Al llegar el doctor Valverde, se aprestó a coser la herida. Aunque muy mareado y débil por la pérdida de sangre, Gastón María había vuelto en sí. Joaquín le inyectó una dosis de morfina y dejó pasar unos minutos en los que el joven se adormiló. En el ínterin, se dedicó a estudiar la cortadura, producto de una cuchillada, ni profunda, ni de cuidado. O Gastón María había sido ágil para escapar al filo del arma o el atacante, sin intención de asestarle una puñalada mortal, apenas le había rasgado la carne.
El doctor Valverde comenzó a suturar. Gastón María, en medio de su inconsciencia, se quejaba y se movía apenas. Mamá Cheia, sentada junto a él, intentaba mantenerlo quieto.
Micaela se encontró con los ojos de Pascualito y le hizo una seña para que la acompañara afuera.
—Ahora decime qué significa esto —lo increpó.
—No puedo abrir la boca, señorita, discúlpeme.
—¡Qué discúlpeme ni ocho cuartos! Decime qué pasó —Lo tomó por el brazo y le clavó las uñas—. ¡Vamos, habla!
Pascualito se quedó atónito. La patrona, usualmente tranquila y mesurada, parecía una fiera.
—Señorita, entiéndame, su hermano me va a matar —balbuceó.
—Yo te voy a matar primero si no me decís. —Y lo sacudió otro poco.
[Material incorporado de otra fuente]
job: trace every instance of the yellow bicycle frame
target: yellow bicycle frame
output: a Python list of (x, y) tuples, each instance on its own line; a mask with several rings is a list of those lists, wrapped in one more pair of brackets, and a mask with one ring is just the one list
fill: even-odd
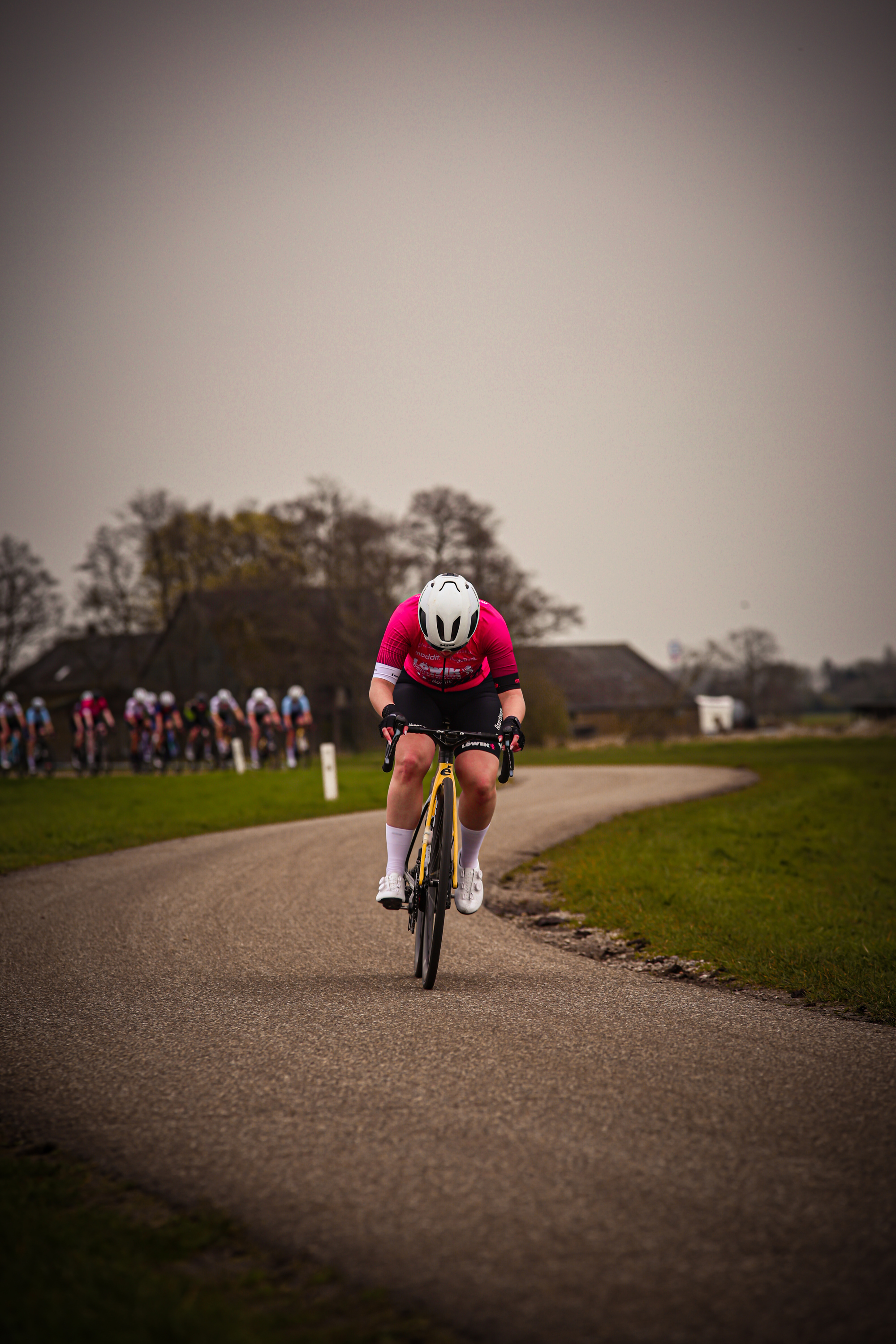
[(451, 887), (457, 890), (457, 860), (459, 853), (458, 832), (457, 832), (457, 778), (454, 775), (454, 766), (450, 761), (439, 761), (435, 767), (435, 778), (433, 780), (433, 788), (430, 789), (430, 805), (426, 813), (426, 825), (423, 827), (423, 847), (420, 849), (420, 878), (426, 871), (426, 845), (427, 837), (433, 835), (433, 817), (435, 816), (435, 798), (442, 789), (442, 781), (450, 780), (454, 785), (453, 797), (454, 808), (451, 816), (451, 835), (454, 839), (454, 872), (451, 875)]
—Fue un aviso —dijo el chofer, al cabo.
—¿Un aviso?
—Sí. El joven anda metido en problemas muy graves con un malevo más malo que la peste. Él fue el que lo hirió. Le dijo que era un aviso, pero que la próxima lo mataba. Le aseguro, señorita Micaela, ese hombre lo va a cumplir La próxima, lo mata.
—¿Qué fue lo que hizo Gastón María para enfurecerlo así?
—¡Ah, yo no sé! —aseveró Pascualito con un sacudón de hombros—. Seguro que le debe plata.
—¿Plata? ¿Por qué le debe plata?
—Es que el joven siempre anda metido en los burdeles y garitos de Vargi y...
Joaquín Valverde salió del dormitorio y pidió unas palabras a Micaela. Pascualito vio la posibilidad de desembarazarse del interrogatorio e intentó fugarse por el pasillo.
—¡Ni se te ocurra, Pascualito! —ordenó Micaela—. Todavía no terminé con vos.
El joven, con cara de desconsuelo, se mantuvo aparte el tiempo que su patrona habló con el médico. Valverde le dijo que la herida no era de cuidado mientras no se infectara. Se ofreció para curarla diariamente y aconsejó reposo absoluto por varios días.
—Estimo que no querrá que su padre se entere de este "incidente"-especuló Joaquín, y Micaela asintió—. No se preocupe. Diremos que Gastón María sufre un problema al hígado y que no puede ser molestado.
—Gracias, doctor. Muchas gracias. Y disculpe que lo haya hecho venir a esta hora y que lo comprometa con este asunto.